Sat, 17 Oct 1998

What's true democracy?

The road to democracy seems now to be jammed with noisy mopeds. The craze about politics in a newly freed Indonesia has revealed some strange behavior among young Indonesian males, especially in Bali where the Indonesian Democratic Party (PDI) congress was held.

The enthusiasm for Megawati Soekarnoputri (chairman of the party) looked more like a football supporters' frenzy or rock star fans hysteria than anything related to political matters. Not that the PDI congress shouldn't be a feast, but does political awareness have anything to do with roaring motorbike engines, blowing horns or riding without helmets for seven days in a row? In fact, the PDI congress, at least out of the meeting place, has just been an opportunity for thousands of young left- out Indonesians to go crazy, unchained, and breath some freedom in an outgoing way. Just to get rid of their frustrations, their boredom, to have fun and forget about a society which far from gives them any hope of a better living. For most of them, their political awareness is close to zero, something understandable in a country just released from decades of dictatorship, but they grasp that Megawati is offering something unheard of before. And this was enough to convince the youngest of them to remove the Kurt Cobain stickers they usually put on the back of their mopeds and change it with ones of Mega. And so with this, T-shirts, flags and headbands have become commonplace all over Bali. So, what is the link between the dead rock star and the new Indonesian icon? Nothing, except political illiteracy.

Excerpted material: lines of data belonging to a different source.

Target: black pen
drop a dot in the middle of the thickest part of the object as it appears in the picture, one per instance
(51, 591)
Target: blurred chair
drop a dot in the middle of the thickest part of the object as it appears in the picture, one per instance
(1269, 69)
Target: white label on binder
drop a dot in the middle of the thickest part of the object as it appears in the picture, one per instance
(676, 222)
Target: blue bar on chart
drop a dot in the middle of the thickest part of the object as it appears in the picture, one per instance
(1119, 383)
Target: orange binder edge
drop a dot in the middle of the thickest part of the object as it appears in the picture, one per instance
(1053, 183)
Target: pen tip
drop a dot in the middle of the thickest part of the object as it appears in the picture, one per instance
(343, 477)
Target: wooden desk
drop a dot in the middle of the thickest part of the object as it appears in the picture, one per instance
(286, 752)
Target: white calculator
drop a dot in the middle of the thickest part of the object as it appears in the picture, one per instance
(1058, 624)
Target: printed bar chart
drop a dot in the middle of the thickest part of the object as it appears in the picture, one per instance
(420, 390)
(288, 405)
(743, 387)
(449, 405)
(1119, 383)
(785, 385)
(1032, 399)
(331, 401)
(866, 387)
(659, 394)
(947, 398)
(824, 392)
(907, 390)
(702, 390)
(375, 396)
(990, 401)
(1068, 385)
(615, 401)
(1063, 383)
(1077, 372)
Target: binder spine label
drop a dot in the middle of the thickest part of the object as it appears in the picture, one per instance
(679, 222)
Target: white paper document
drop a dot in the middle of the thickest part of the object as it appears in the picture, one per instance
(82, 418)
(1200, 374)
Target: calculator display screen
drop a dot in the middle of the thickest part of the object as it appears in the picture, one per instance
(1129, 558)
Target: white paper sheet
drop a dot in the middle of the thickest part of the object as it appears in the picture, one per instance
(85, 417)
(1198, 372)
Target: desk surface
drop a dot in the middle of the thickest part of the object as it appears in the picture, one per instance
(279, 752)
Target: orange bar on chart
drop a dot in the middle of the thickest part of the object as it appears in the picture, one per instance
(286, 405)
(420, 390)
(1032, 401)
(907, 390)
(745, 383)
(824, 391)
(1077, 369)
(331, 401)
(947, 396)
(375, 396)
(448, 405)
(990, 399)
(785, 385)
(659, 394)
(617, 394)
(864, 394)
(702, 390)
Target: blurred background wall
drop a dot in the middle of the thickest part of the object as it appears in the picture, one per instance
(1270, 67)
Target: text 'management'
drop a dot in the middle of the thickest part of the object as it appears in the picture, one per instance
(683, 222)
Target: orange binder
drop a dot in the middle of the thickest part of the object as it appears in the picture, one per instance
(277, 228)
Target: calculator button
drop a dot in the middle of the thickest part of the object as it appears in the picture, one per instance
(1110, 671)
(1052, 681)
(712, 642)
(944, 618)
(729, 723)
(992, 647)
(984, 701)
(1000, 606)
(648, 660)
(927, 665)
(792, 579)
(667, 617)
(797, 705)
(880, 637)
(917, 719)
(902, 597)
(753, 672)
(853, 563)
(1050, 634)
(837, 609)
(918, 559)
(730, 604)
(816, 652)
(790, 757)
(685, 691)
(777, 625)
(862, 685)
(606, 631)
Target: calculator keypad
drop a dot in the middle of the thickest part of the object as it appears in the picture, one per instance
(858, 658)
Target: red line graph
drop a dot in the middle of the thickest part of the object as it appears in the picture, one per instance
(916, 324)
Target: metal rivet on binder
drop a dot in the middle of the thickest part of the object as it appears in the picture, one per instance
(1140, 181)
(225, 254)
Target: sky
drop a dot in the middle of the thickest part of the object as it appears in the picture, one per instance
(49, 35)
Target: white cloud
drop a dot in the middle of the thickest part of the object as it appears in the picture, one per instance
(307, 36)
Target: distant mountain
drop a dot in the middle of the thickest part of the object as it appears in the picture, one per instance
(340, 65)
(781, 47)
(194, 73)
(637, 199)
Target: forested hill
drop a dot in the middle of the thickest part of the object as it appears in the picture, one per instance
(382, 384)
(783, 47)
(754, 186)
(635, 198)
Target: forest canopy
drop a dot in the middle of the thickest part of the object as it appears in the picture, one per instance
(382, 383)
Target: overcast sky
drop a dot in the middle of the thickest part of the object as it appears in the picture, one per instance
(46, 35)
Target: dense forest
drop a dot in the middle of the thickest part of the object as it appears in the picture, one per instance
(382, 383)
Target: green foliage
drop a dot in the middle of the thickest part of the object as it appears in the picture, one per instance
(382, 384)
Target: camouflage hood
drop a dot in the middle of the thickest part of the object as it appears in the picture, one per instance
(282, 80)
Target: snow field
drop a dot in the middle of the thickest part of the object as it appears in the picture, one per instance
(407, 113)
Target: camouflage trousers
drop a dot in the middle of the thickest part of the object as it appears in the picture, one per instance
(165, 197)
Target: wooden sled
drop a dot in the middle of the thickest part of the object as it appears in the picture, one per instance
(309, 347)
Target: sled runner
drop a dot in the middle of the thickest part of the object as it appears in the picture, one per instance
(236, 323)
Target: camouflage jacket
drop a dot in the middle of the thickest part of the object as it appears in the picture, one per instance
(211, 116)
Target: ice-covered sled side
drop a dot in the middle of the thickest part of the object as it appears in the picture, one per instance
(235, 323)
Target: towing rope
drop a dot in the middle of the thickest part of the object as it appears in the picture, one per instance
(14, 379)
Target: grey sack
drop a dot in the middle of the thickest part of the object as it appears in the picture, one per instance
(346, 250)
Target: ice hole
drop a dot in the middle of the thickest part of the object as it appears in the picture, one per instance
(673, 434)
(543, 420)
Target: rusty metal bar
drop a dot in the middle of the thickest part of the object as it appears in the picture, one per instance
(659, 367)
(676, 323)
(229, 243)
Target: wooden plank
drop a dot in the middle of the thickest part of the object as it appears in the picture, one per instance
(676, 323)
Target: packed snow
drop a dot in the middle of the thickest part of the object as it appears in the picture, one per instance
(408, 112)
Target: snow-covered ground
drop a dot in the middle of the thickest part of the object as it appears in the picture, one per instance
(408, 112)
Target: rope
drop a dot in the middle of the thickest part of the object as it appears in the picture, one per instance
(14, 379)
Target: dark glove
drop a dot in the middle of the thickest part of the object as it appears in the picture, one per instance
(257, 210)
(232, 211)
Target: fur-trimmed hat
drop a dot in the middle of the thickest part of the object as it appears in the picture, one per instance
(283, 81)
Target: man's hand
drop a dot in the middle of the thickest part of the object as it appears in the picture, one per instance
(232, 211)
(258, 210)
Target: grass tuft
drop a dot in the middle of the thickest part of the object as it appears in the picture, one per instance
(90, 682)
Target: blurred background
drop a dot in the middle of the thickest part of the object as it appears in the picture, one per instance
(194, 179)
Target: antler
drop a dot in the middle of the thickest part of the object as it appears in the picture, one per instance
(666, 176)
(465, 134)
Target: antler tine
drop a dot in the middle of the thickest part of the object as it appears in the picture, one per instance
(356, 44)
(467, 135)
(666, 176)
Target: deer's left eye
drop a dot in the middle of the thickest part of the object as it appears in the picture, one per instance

Indonesia is now facing danger on its way to a true democracy, because political freedom is not a motorized rally and doesn't mean messing around in the streets, even in a friendly way. A real democratic system can only be implemented with mature and concerned citizens, otherwise chaos will be found just around the corner.

Before campaigning for the next elections, raising the political awareness of the people should be the first duty of the hundred parties that have flourished all over the country.